Was macht ein Applikator? Wo findet man die T-Zone? Und wozu braucht man einen Primer? Damit auch Sie zum Experten in Sachen Face werden, erfahren Sie hier alles Zum Thema Gesicht, Make-up und Co.

Wie der Name schon verrät, handelt es sich bei Cremerouge um Rouge auf Cremebasis.
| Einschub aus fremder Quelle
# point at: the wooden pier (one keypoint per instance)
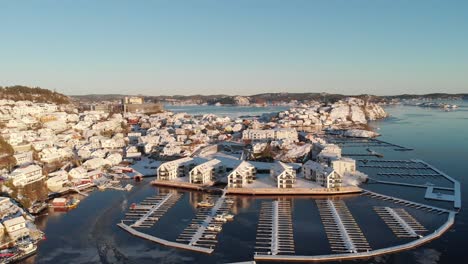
(400, 201)
(163, 241)
(408, 169)
(274, 231)
(343, 233)
(203, 229)
(400, 221)
(363, 255)
(150, 210)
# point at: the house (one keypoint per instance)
(114, 158)
(78, 173)
(132, 152)
(206, 172)
(343, 165)
(174, 169)
(283, 174)
(241, 175)
(95, 174)
(272, 134)
(95, 163)
(26, 175)
(24, 157)
(324, 176)
(328, 153)
(16, 228)
(57, 180)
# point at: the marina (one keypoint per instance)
(275, 231)
(343, 233)
(365, 143)
(400, 222)
(150, 210)
(206, 225)
(415, 173)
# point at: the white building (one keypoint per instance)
(23, 157)
(324, 176)
(283, 174)
(328, 153)
(26, 175)
(344, 165)
(273, 134)
(206, 172)
(174, 169)
(57, 180)
(78, 173)
(16, 228)
(241, 175)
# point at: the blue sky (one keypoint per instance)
(235, 46)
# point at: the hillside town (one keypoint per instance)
(51, 150)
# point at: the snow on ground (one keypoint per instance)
(266, 181)
(146, 166)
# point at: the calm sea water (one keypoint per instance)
(89, 233)
(231, 111)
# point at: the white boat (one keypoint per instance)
(216, 228)
(220, 218)
(209, 236)
(228, 217)
(205, 204)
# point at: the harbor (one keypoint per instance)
(208, 222)
(275, 230)
(148, 212)
(343, 233)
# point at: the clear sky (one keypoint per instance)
(235, 46)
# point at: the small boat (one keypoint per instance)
(37, 208)
(228, 217)
(220, 218)
(64, 203)
(73, 203)
(216, 228)
(205, 204)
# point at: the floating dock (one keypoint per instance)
(400, 221)
(150, 210)
(365, 142)
(275, 231)
(420, 206)
(362, 255)
(409, 169)
(201, 231)
(343, 233)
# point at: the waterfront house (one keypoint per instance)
(270, 134)
(25, 157)
(16, 228)
(321, 174)
(78, 173)
(283, 174)
(174, 169)
(57, 180)
(343, 165)
(241, 175)
(26, 175)
(206, 172)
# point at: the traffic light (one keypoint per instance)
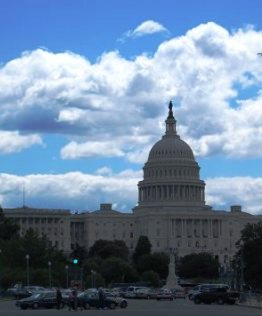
(75, 261)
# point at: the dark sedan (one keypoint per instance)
(90, 299)
(42, 299)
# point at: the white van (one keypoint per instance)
(131, 291)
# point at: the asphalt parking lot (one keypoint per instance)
(142, 308)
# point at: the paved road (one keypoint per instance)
(141, 308)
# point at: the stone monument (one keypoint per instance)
(172, 280)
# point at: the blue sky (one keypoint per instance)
(84, 89)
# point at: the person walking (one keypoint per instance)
(58, 298)
(75, 299)
(70, 301)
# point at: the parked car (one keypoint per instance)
(146, 293)
(131, 291)
(179, 293)
(165, 294)
(91, 299)
(43, 299)
(203, 287)
(219, 295)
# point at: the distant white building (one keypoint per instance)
(171, 210)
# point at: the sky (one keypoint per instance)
(84, 93)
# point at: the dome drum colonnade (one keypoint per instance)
(171, 173)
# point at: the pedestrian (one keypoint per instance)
(58, 298)
(75, 299)
(101, 298)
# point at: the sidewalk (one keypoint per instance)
(251, 301)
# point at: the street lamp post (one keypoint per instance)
(0, 271)
(27, 257)
(66, 268)
(49, 273)
(93, 278)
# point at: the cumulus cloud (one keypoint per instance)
(13, 142)
(148, 27)
(73, 190)
(80, 191)
(209, 71)
(90, 149)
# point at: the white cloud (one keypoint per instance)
(222, 192)
(13, 142)
(210, 72)
(148, 27)
(80, 191)
(74, 190)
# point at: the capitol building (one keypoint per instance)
(171, 210)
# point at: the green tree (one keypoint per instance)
(106, 249)
(201, 265)
(143, 247)
(151, 277)
(79, 253)
(117, 270)
(8, 228)
(250, 251)
(13, 259)
(157, 262)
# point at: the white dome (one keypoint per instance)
(170, 148)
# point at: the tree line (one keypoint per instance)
(108, 262)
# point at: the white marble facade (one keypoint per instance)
(171, 210)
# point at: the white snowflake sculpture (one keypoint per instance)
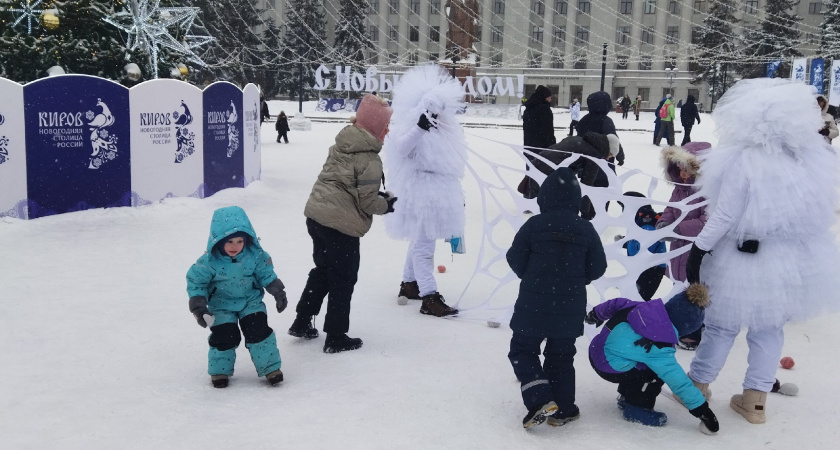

Während Rouge als Puder immer auf die bereits abgepuderte Haut aufgetragen wird, wendet man das Cremerouge direkt auf der Grundierung an. Der Grund dafür ist einfach erklärt: Gelangt die cremige Konsistenz auf das lose Puder, verklebt der Puderstaub zu einer zähen Masse und verursacht Flecken auf den Wangen.

Wichtig beim Auftragen von Cremerouge ist es, die cremige Masse durch sorgfäliges Verwischen sanft auslaufen zu lassen. Dies verhindert einen unnatürlich abgegrenzten roten Fleck. Damit der Look auch lange hält, sollte das Rouge nach dem Auftragen und Trocknen immer mit einem transparenten Puder abgedeckt werden.

Für das Auftragen an sich, greift man am besten zu einem weichen, dichten Schwämmchen. Auch mit den Fingern können gute Ergebnisse erzielt werden. Wichtig ist nur, dass das Cremerouge rasch aufgetragen wird, da durch das rasche Eintrocknen leicht Flecken entstehen.

Cremerouge ist in verschiedenen Versionen erhältlich. Egal ob als Stift, oder als Creme oder Mousse in der Dose, das Beauty-Produkt eignet sich besonders für trockene bis normale Haut. Bei fettiger Haut kann das Cremerouge nicht so leicht verteilt werden und Flecken sind somit vorprogrammiert.